The Mechanic
Gold’s is a gripping take on the question of culpability related to mass deaths, an account in which few escape unscathed.
Was he merely a cog in the machine, or a ruthless war criminal? Alan Gold’s The Mechanic follows a grieving granddaughter determined to honor her lost hero in the best way she can: by resuscitating the reputation of the man whom her grandfather failed to get exonerated at the Nuremberg Trials.

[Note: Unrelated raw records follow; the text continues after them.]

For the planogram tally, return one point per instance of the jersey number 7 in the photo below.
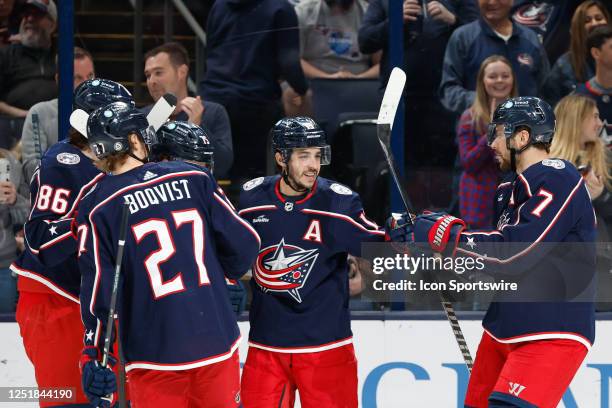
(167, 250)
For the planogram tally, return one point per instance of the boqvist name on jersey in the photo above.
(161, 193)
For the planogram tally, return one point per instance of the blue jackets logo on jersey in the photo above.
(284, 268)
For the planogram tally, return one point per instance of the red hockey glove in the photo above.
(439, 229)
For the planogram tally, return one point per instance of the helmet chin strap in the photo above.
(291, 183)
(514, 152)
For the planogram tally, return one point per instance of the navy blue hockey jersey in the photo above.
(300, 278)
(544, 240)
(183, 237)
(63, 177)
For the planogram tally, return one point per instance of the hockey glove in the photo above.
(98, 382)
(237, 294)
(441, 230)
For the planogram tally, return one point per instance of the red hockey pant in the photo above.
(323, 379)
(526, 374)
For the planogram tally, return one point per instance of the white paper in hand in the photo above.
(78, 120)
(161, 111)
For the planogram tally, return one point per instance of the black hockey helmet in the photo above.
(534, 113)
(299, 132)
(108, 128)
(183, 141)
(95, 93)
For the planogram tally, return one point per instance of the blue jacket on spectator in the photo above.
(216, 121)
(470, 44)
(251, 44)
(562, 79)
(421, 79)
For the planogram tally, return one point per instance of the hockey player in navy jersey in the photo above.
(48, 313)
(177, 329)
(185, 141)
(544, 239)
(300, 336)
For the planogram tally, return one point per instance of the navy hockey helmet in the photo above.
(95, 93)
(108, 128)
(183, 141)
(528, 111)
(299, 132)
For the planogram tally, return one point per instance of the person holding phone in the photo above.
(13, 211)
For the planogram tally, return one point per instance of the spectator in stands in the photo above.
(6, 7)
(40, 127)
(494, 33)
(14, 206)
(328, 45)
(252, 44)
(429, 127)
(27, 69)
(577, 140)
(576, 65)
(599, 87)
(549, 19)
(167, 70)
(478, 183)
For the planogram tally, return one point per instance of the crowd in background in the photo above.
(462, 58)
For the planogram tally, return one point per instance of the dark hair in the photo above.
(578, 34)
(599, 36)
(177, 53)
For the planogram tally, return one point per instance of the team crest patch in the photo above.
(556, 163)
(284, 268)
(340, 189)
(68, 158)
(251, 184)
(525, 59)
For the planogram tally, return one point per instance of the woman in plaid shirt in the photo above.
(495, 83)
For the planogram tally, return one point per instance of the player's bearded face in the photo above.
(502, 154)
(304, 166)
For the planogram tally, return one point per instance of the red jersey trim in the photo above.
(185, 366)
(41, 279)
(543, 336)
(305, 349)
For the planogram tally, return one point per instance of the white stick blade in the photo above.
(392, 96)
(161, 111)
(78, 120)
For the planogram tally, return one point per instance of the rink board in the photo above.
(402, 363)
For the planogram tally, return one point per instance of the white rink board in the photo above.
(417, 350)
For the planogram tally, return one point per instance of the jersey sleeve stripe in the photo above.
(345, 218)
(369, 223)
(188, 365)
(39, 278)
(55, 241)
(237, 217)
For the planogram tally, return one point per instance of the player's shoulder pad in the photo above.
(340, 197)
(253, 183)
(63, 154)
(333, 188)
(554, 175)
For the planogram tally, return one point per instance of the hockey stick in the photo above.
(115, 289)
(158, 115)
(388, 108)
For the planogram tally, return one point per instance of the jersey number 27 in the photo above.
(167, 250)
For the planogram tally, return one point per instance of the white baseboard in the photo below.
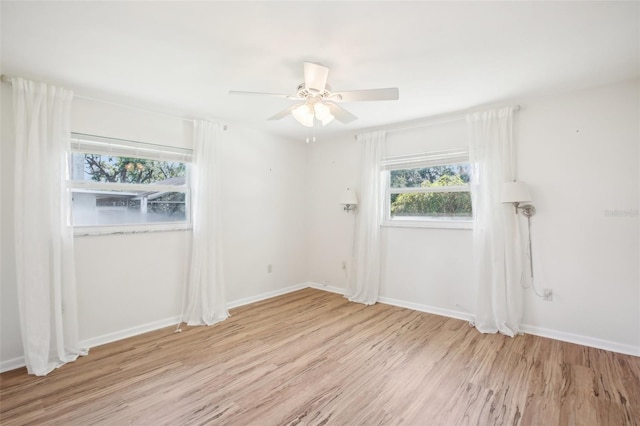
(18, 362)
(324, 287)
(267, 295)
(129, 332)
(525, 328)
(427, 308)
(579, 339)
(12, 364)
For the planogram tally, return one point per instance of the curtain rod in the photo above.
(6, 79)
(426, 122)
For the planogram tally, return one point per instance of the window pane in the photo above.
(433, 205)
(95, 207)
(106, 168)
(449, 175)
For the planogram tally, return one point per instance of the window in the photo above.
(430, 190)
(120, 185)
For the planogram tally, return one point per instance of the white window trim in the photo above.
(430, 159)
(84, 143)
(86, 231)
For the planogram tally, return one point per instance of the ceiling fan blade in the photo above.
(239, 92)
(340, 113)
(315, 76)
(387, 94)
(284, 113)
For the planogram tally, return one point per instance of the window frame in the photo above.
(423, 160)
(92, 144)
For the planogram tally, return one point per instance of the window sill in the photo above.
(425, 223)
(85, 231)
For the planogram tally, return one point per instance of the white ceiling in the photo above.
(184, 57)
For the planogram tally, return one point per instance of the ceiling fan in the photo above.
(319, 102)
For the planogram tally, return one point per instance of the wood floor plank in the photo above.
(313, 358)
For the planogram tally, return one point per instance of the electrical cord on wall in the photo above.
(530, 256)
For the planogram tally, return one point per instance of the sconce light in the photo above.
(516, 193)
(349, 200)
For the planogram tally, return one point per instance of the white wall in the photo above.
(579, 153)
(129, 283)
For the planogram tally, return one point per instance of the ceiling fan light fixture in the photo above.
(304, 114)
(323, 113)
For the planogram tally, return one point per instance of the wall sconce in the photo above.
(349, 200)
(516, 193)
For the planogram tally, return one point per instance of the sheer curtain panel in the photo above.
(364, 282)
(43, 233)
(496, 230)
(206, 303)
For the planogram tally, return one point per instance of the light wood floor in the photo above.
(311, 357)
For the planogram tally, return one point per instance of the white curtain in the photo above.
(43, 231)
(364, 281)
(206, 302)
(497, 232)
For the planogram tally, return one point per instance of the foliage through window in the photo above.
(117, 182)
(429, 193)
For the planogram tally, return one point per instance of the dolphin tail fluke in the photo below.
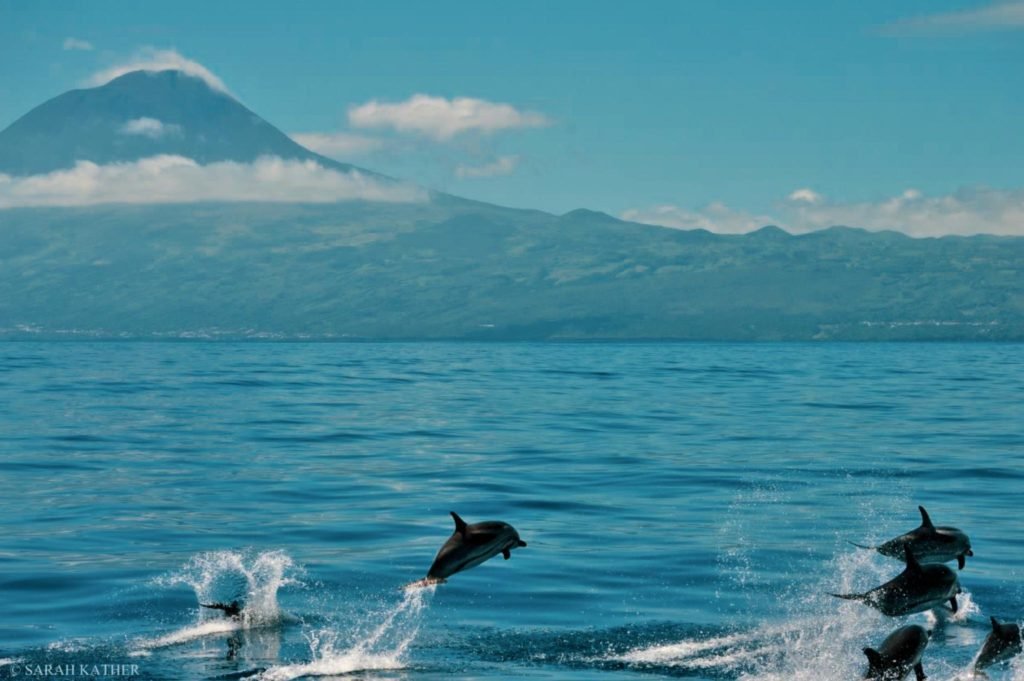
(926, 520)
(460, 524)
(425, 582)
(873, 660)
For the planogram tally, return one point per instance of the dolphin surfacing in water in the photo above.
(918, 588)
(232, 609)
(930, 544)
(900, 652)
(1004, 642)
(469, 546)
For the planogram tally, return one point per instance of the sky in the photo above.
(726, 116)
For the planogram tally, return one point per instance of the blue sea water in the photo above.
(687, 507)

Chasca, following her grandfather’s funeral, finds a yellowed manuscript in his desk—the memoir of a Jewish man who claims to have been spared by the good will of an Auschwitz mechanic hanged as a war criminal. Encouraged by the strong sense of justice her grandfather instilled in her, she takes this manuscript to Yad Vashem, and then to the grandchildren of the supposed criminal, hoping to initiate a new trial, to elevate him from national scourge to hero.
Interspersed with her travels are accounts from the memoir, in which a survivor, Gutman, recalls the horrors of the camps and the chance encounters with mechanic Wilhelm Deutch, who risked much to keep him alive. Deutch, charged with keeping the Auschwitz-Birkenau ovens running, finds a way to subvert the Nazis’ plans, one inmate at a time. But despite Gutman’s insistence that Deutch is a good man, he proves a challenge for his lawyer, assuming no blame and couching himself as a victim of the Allies. His trial brings up more questions than it answers, and Gutman, who writes so eloquently of what he owes the man, remains conspicuously absent as a witness for the defense.
The Mechanic troubles perennial questions related to accountability and genocide. As the two men’s stories, forced together by Chasca, threaten to reconverge, clear notions of guilt and innocence become murkier.
A shocking conclusion helps to clarify how much responsibility falls on the shoulders of those who knew what the Nazis were doing, but whose subversive actions could not stop the Holocaust. Gold’s is a gripping take on the question of culpability related to mass deaths, an account in which few escape unscathed, and through which some measure of peace—or, at least, of certainty—is available.